Wednesday, February 20, 2013

Data can't do everything. So what?

*Sigh*  This article again.  The one that says, "Data can't do everything."  This time, David Brooks happens to be the one writing it, but it could have been anybody, really.  Brooks gives a list of things that he feels data does poorly ("context", "big problems", "the social"), and then concludes with this gem:
"This is not to argue that big data isn’t a great tool. It’s just that, like any tool, it’s good at some things and not at others."
Well, duh!

I'm tired of reading the many incarnations of this article, for two reasons.

  1. It's obvious. Good data analysts (and anybody with half a brain) is already aware of these kinds of limitations.
  2. It doesn't move the debate forward. In fact, it clouds the issue.
The debate about data is a debate about scope: "What can and can't be accomplished with data?" This isn't a question that can be resolved using vague generalities.  For example, the following logic (based on one of Brooks' rules of thumb) doesn't work: "Well, building a platform where millions of people can share ideas in real time (e.g. twitter) is a 'big problem,' so I guess it can't be solved with data.  But convincing my toddler to stop throwing milk at dinner is a 'small problem,' so bring on the statistics!"
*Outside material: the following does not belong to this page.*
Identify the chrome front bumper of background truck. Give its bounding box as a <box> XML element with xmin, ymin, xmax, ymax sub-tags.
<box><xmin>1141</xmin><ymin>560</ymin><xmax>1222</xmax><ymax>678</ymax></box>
If you want to know whether data can help answer a question, you have to look at the structure of the data: What variables are available? What are the units of analysis? How are the data structured across time? Are there any plausible sources of exogenous variation (e.g. instrumental variables or "natural experiments")? These are the right questions to ask. Hazy adjectives like "big" or "social" simply aren't useful.

It's as if Brooks is claiming he can fix your car without opening the hood. "You can fix red SUVs by flushing out the engine." "You can answer big, social questions by relying on values." A real mechanic would get inside the machine and actually see how it works. "Hmm... for this particular big, social question, you have lots of data on X and Y, and a little bit on Z, and this portion was captured as part of an experimental design.  That means we can infer A, but we can't infer B..."

"I still say we're both entitled to our own methods of fixing the car."

Data can't do everything.  Not even close.  But we live in a world swimming in data of increasingly useful types.  It seems reasonable to think that we'll be able to do more with that data once we figure out what it's good for.  And we can't do that by burning the strawman of omnipotent data, or by trading in mushy platitudes.  We need to get specific about real questions and data structure.


  1. It sounds like you and Brooks actually agree. He likes data but recognizes its constraints, as do you. But you sound bitter in this post--bitter that people write articles about the constraints of data and analysis.

  2. @Eric: Yes and no. I agree that data can't do everything, but I disagree with the boundaries for usefulness that Brooks defines.

    "Bitter" isn't really the right word for how I feel (although on second reading, I can see how you'd think that.) "Exasperated" is a better descriptor. Since my professional identity is tied up with making good use of data, I find this kind of Monday morning quarterbacking silly. On good days, I find it amusing. On bad days, it's just frustrating.